Gender specificity of altered human immune cytokine profiles in aging

Abstract

Cytokine generation by T cells and monocytes was determined for 50 subjects aged 65 yr or older and concurrently studied young subjects individually matched to each old subject for sex, race, and national origin. Highly significant differences between cytokine levels of old and young subjects all were gender specific. For T cells stimulated with anti-CD3 plus anti-CD28 antibodies, mean ratios of IFN-gamma generation for healthy old to young subjects were 0.22 for men (P<0.001; n=15) and 3.35 for women (P<0.001; n=13), and those of IL-17 were 0.30 for men (P<0.001) and no difference for women. CD8 T cells were the source of high IFN-gamma in healthy old women. For old men with an inflammatory or immune disease (n=10), mean old to young ratios of T-cell-generated IFN-gamma and IL-17 increased with disease severity up to 5.78 and 2.97 (both P<0.01), respectively, without changes for old women with similar diseases (n=12). For differentiated LPS-stimulated monocytes, old to young ratios of TNF-alpha and IL-6 generation were high only in women with immune or inflammatory disease (2.38, P<0.05 and 1.62, P<0.01, respectively), whereas ratios of IFN-gamma-evoked IP-10 chemokine were low in all groups. Alterations in immune cytokine profiles with aging show significant gender specificity.

Figure 1.

Dependence of T-cell generation of IFN-γ and IL-17 on the stimulating concentrations of anti-human CD3 + anti-human CD28 antibodies (TCR; μg/well) and of human IL-12 + IL-18 (ng/ml). Points and bars depict mean ± sd results of studies of T cells from 3 old and 3 young healthy (group I) female or male subjects. Significance of differences in values between young and old subjects after 3 d of incubation was calculated by a 2-sample t test. ⁺P < 0.05; *P < 0.01.

Figure 2.

Ratios of generation of IFN-γ and IL-17 by T cells from old healthy (group I) and young subjects. Stimuli were 1 μg/well each of anti-human CD3 + anti-human CD28 antibodies (TCR) and 50 ng/ml of IL-18 + 5 ng/ml of IL-12. Columns and bars depict mean ± sd values for supernates harvested at 2 d (hatched columns) and 3 d (open columns).

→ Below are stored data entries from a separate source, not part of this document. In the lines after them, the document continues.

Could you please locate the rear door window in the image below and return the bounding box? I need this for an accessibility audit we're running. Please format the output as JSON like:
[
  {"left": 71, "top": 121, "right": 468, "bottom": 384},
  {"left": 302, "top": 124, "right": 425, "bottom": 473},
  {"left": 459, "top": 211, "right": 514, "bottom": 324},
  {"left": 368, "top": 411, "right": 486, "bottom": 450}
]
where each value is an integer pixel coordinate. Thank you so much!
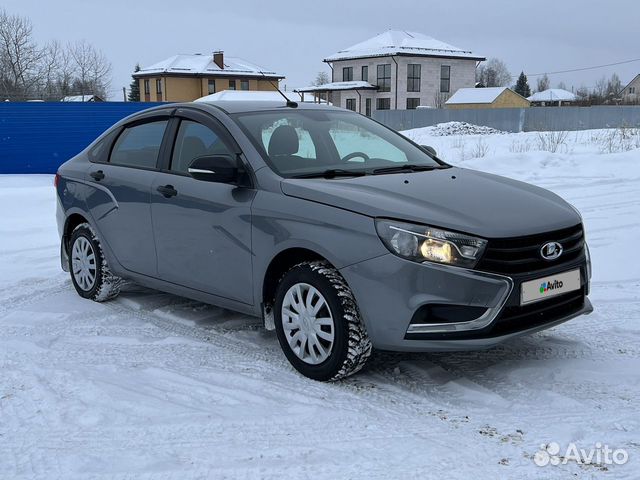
[{"left": 110, "top": 120, "right": 168, "bottom": 169}]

Statistical significance of increases and decreases from the level of 1 (no difference between young and old) was calculated by the Mann-Whitney nonparametric test. ⁺P < 0.05; *P < 0.01; **P < 0.001.

Figure 3.

Relationships between immune-inflammatory status and the old-young ratios of generation of IFN-γ and IL-17 by T cells of subjects in groups I, IIA, and IIB. Stimuli, conditions, meanings of each type of column and bar, and statistical method and symbols denoting statistical significance of increases above and decreases below a ratio of 1 (no difference between age groups) are the same as in Fig. 2.

Figure 4.

Immune cellular bases for aging-associated alterations in generation of IFN-γ by immune cells of healthy old subjects. Columns and bars depict mean ± sd results of studies of NK/NKT cells and T cells from 3 healthy (group I) old female or male subjects and 3 young healthy female or male control subjects, with harvesting of supernates on d 2 (open bars) and d 3 (cross-hatched bars). Stimuli were 1 μg/well of anti-human CD3 + anti-human CD28 antibodies or combinations of 1 μg/well of anti-human CD3 antibody, 50 ng/ml of IL-18, 5 ng/ml of IL-2 or IL-12, and 50 ng/ml of phorbol myristate acetate (PMA). Significance of increases above and decreases below the 100% level, where values for young and old subjects would be the same, was calculated by a Mann-Whitney nonparametric test. ⁺P < 0.05; *P < 0.01.

Figure 5.

Ratios of generation of IL-6, TNF-α, and IP-10 chemokine by differentiated monocytes from healthy old (group I) and young subjects. Columns and bars depict mean ± sd values for supernates harvested at 6 h (hatched columns) and 24 h (open columns). Statistical significance of increases above and decreases below the level of 1 (no difference between young and old) was calculated by the Mann-Whitney nonparametric test. ⁺P < 0.05; *P < 0.01; **P < 0.001.

Figure 6.

Relationships between immune-inflammatory status and the old-young ratio of generation of IL-6, TNF-α, and IP-10 by differentiated monocytes of subjects in groups I, IIA, and IIB. Stimuli, conditions, and meanings of each type of column, bar, and symbol denoting statistical significance of increases above and decreases below the ratio of 1 (no difference between young and old) were the same as in Fig. 5.